Speaking of nonsense, instead of Steve just appearing alive as a result of Diana’s wish, he appears as the possessed body of a random yuppie. We actually get to see what said yuppie looks like, as does Steve when he looks like in a mirror and the script waives this away when Diana says “all I see is you.” In a movie with a magic wishing stone, the choice to try to make Steve’s appearance semi-logical is embarrassingly stupid. And I am fairly sure it was done for the sole purpose of a gag scene where Chris Pine tries on a bunch of 80s clothes in his body’s closet. Because, get it? 80s clothes are ugly. This is exactly the kind of shitty skit that made Saturday Night Live unwatchable when Wiig was a cast member.

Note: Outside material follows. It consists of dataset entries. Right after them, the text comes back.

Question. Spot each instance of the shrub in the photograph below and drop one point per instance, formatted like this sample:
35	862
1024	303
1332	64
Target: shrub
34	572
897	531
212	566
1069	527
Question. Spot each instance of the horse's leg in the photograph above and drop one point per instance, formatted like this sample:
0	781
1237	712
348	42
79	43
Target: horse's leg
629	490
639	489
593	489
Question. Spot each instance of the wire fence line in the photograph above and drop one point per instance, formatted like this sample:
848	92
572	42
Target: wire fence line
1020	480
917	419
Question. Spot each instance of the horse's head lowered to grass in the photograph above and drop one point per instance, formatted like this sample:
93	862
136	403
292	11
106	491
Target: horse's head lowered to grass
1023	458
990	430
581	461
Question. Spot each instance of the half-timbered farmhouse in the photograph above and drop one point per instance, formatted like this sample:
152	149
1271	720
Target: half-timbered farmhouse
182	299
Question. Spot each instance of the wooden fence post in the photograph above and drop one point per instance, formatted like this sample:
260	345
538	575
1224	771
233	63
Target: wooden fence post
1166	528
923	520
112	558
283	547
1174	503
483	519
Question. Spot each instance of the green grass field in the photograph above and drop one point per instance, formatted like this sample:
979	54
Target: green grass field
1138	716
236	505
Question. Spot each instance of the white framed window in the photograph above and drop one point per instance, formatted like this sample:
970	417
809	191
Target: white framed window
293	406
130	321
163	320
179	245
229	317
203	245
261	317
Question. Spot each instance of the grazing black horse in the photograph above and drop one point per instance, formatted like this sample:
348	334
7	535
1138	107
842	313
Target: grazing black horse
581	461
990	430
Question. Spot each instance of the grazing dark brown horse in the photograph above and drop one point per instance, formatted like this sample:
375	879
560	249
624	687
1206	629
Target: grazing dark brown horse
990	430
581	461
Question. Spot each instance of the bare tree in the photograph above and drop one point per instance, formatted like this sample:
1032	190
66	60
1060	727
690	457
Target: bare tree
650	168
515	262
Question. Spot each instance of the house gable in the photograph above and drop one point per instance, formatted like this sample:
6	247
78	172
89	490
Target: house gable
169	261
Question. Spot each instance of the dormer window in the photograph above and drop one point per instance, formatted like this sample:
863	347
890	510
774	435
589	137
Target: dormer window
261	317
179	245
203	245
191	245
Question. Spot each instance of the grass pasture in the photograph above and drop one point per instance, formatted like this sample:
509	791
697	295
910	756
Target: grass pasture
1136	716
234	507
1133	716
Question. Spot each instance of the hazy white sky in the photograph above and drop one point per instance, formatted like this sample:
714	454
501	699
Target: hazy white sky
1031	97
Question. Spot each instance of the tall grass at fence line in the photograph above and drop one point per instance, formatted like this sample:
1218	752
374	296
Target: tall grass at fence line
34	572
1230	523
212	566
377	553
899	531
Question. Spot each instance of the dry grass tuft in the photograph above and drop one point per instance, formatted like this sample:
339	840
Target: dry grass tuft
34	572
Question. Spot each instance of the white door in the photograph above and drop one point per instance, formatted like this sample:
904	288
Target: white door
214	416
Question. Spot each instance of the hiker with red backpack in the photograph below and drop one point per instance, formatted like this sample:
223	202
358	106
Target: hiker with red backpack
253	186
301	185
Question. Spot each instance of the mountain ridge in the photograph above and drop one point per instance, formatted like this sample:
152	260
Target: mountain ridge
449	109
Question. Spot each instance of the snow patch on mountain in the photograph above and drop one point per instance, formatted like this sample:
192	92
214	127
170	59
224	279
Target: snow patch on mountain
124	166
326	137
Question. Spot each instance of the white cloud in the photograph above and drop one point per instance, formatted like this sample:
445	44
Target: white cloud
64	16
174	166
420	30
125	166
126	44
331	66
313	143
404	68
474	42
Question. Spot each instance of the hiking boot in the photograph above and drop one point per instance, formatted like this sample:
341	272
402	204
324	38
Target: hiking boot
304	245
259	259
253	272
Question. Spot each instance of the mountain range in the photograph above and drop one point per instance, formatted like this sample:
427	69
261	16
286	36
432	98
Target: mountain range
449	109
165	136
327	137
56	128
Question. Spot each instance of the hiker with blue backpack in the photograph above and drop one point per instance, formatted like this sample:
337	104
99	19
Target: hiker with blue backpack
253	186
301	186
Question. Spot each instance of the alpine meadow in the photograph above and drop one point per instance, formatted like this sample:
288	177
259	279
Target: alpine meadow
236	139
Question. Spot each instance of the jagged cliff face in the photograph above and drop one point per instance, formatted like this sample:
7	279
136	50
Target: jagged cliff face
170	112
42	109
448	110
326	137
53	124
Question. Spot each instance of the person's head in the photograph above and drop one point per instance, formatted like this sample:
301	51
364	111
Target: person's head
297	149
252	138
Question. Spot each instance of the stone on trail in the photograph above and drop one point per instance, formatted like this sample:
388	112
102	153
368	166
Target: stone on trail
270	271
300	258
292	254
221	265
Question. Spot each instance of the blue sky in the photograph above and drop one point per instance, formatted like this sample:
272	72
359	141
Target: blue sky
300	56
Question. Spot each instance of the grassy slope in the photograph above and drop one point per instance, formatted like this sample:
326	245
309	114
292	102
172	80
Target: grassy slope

When Diana and Barbara find the stone’s base later in the film, Diana recognizes hieroglyphics on the inside of the base’s ring as “the language of the gods.” This particular object was created by a deceitful god named Dolos and I, once again, expected this movie to take that idea somewhere. Since the first movie featured Ares, an actual Greek god, I thought Dolos would eventually reveal himself as the villain, having used Max and the stone to come to life or return from exile or turn into a giant snake and capture Wonder Woman in a giant hourglass. At least it would have been consistent. Nope.

Max really is the villain and rather than take the thing most cherished from people who make wishes, it turns out that he can just take what he wants at that moment. Look, if that is what the movie wanted, why didn’t the ring just say that? And why is Max getting headaches every time someone makes a wish? And also bleeding from the eyes and ears? And why is Diana losing her powers only sometimes and really slowly? And why is everything devolving into chaos? And is the one consistent thing in this movie really that in order to fulfill a wish the person has to be touching Max, so he is going to use a satellite constellation to “touch” everyone because the President said his advisors explained to him that technically the satellite is touching particles that touch people so that counts for Max as touching everyone? And to undo a wish, people must renounce their wish and we are expected to believe that every person on Earth simultaneously renounced their wish? And isn’t it kind of a dick move when a bunch of bullshit gets thrown at you all of a sudden?

In summary, wretched. The plot, the villain, the creative choices, the dialogue, the editing, the special effects, 1984 – everything. All four family members in the room with me were seriously considering rescinding their Christmas presents to me after sitting through this abomination. And I do not blame them. After watching this film, I wanted to put coal in my own stocking. The most amazing thing about this movie is that the creators read the script, filmed it, edited it, watched it again and went “nailed it.” At this point, the only explanation for DC Films and Warner Brothers continuing to churn out shit blockbuster after shit blockbuster in this shit film universe (DCEU) is that they want to be the anti-Marvel. Dick move, Bros. Dick move.

Rating: If you went to a theater to see this, what is wrong with you? If you saw it on HBO Max, ask for nine months of subscription back.